It’s all so overwhelming and it seems everyone is tired, discouraged, maybe angry or cynical or depressed, maybe confused or disheartened…just weary.
Each day during this April A-Z Blogging Challenge I’ll offer a short musing on an aspect or two of the many ways the ancient-yet-very-contemporary experience of storytelling – both listening and telling – is an enjoyable, fortifying and heart-lifting practice, for anyone!
S – Storytelling is SHARING
ANY/ALL storytelling is SHARING. Can’t be helped!
Regardless of story plot or content or theme or setting, storytelling is a SHARED experience by listeners and tellers (while experienced in different ways by them).
Storytelling does not happen without listeners/watchers/audience. See Storytelling Triangle graphic at left. (It’s a bit mis-labeled as “Story Triangle” in the image – ”story” fits the available space better than “storytelling”…)

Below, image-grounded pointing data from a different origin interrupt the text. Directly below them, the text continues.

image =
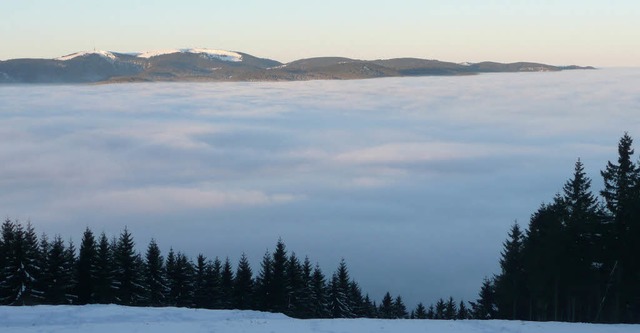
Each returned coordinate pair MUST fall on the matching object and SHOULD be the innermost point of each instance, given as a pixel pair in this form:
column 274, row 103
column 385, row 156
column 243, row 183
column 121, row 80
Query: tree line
column 35, row 270
column 579, row 258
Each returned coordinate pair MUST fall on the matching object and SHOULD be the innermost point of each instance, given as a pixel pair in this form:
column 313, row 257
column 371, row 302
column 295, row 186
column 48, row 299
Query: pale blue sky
column 587, row 32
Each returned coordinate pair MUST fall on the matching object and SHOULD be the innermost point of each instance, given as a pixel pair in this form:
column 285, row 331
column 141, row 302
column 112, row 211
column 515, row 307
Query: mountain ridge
column 201, row 64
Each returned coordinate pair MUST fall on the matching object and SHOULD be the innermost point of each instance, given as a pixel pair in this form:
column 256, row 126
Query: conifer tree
column 339, row 302
column 399, row 308
column 154, row 276
column 294, row 285
column 450, row 311
column 431, row 312
column 305, row 297
column 510, row 284
column 21, row 265
column 386, row 309
column 319, row 294
column 420, row 312
column 463, row 312
column 105, row 288
column 214, row 282
column 622, row 197
column 87, row 268
column 128, row 266
column 200, row 293
column 358, row 305
column 278, row 296
column 263, row 283
column 441, row 307
column 243, row 285
column 57, row 276
column 226, row 284
column 484, row 307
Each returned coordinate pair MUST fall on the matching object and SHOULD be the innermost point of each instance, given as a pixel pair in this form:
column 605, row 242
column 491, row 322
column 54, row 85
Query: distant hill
column 217, row 65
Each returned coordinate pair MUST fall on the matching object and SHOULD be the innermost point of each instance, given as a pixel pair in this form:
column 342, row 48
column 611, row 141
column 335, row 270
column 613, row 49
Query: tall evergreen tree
column 386, row 310
column 441, row 308
column 622, row 197
column 200, row 292
column 278, row 295
column 128, row 275
column 484, row 307
column 57, row 276
column 105, row 288
column 583, row 225
column 319, row 294
column 450, row 310
column 463, row 312
column 86, row 269
column 226, row 284
column 339, row 303
column 21, row 265
column 510, row 286
column 154, row 276
column 399, row 308
column 420, row 312
column 243, row 285
column 263, row 283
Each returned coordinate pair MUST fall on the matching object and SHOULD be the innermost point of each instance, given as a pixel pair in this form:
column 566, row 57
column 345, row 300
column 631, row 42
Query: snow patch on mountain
column 105, row 54
column 210, row 53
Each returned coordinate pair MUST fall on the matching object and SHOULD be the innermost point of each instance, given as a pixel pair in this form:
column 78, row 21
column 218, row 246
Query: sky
column 603, row 33
column 415, row 182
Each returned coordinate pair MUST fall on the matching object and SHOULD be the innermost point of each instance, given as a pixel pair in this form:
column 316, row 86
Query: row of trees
column 579, row 258
column 39, row 271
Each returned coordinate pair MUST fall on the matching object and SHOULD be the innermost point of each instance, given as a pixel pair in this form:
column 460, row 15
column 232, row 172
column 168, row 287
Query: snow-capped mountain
column 202, row 64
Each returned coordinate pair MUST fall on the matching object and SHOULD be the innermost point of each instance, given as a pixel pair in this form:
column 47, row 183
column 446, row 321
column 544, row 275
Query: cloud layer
column 414, row 181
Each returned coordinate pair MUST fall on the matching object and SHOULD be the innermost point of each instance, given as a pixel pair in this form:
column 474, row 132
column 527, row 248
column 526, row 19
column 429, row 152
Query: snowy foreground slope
column 112, row 319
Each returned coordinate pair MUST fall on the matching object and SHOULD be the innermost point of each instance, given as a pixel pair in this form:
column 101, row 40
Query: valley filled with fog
column 413, row 181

A movie can be run without anyone in the theater (it’s still a movie). A novel can be written and on your shelf without anyone ever reading it (it’s a work of literary art/writing, regardless). Both painters and dancers can express and experience deep satisfaction in creating in their respective art forms, and it’s possible that no one at all might witness or receive their art – it would still be a painting and it would still be a dance.
But the art of oral storytelling DOES NOT HAPPEN WITHOUT AN AUDIENCE TO SHARE IT WITH!
I can (and must!) rehearse on my own for hours, days, weeks – but without an audience to SHARE it with, it’s only preparation for storytelling. (*It can be really helpful to have a “practice audience” to “listen the story out of me,” to help me experience and practice with those dynamics that do occur when there is an audience – because with an audience, co-creation happens.)
As teller and audience SHARE the space and the time and the story, the unique experience of oral storytelling is created!
There is a gray area, and one that we’ve experienced explosively during the pandemic when we’ve had to learn how to use and rely on digital aids while we’re all distanced from each other – that of recording an oral story, for the video to be available afterwards for viewing.
When I look at that little camera under the Post-It Note arrow on my computer and tell a story, I “channel my inner Mr. Rogers” and imagine that there is someone right there, that the little camera hole is my conduit to deliver the story to listeners.
I must imagine a listener/watcher to whom I’m delivering the story…but of course I get zero response. No smiles or knitted brows before me, no laughter or side comments to respond to, no body language for me to gauge whether they are enraptured or disconnected or what…so I can’t modify in any way what I am doing and offering to them – which is at the very essence of storytelling!
– Not just rote reciting – but engaging with, responding to, and SHARING the creation of the experience with the listener(s)!
It’s perhaps the most profound beauty and power of storytelling – SHARING.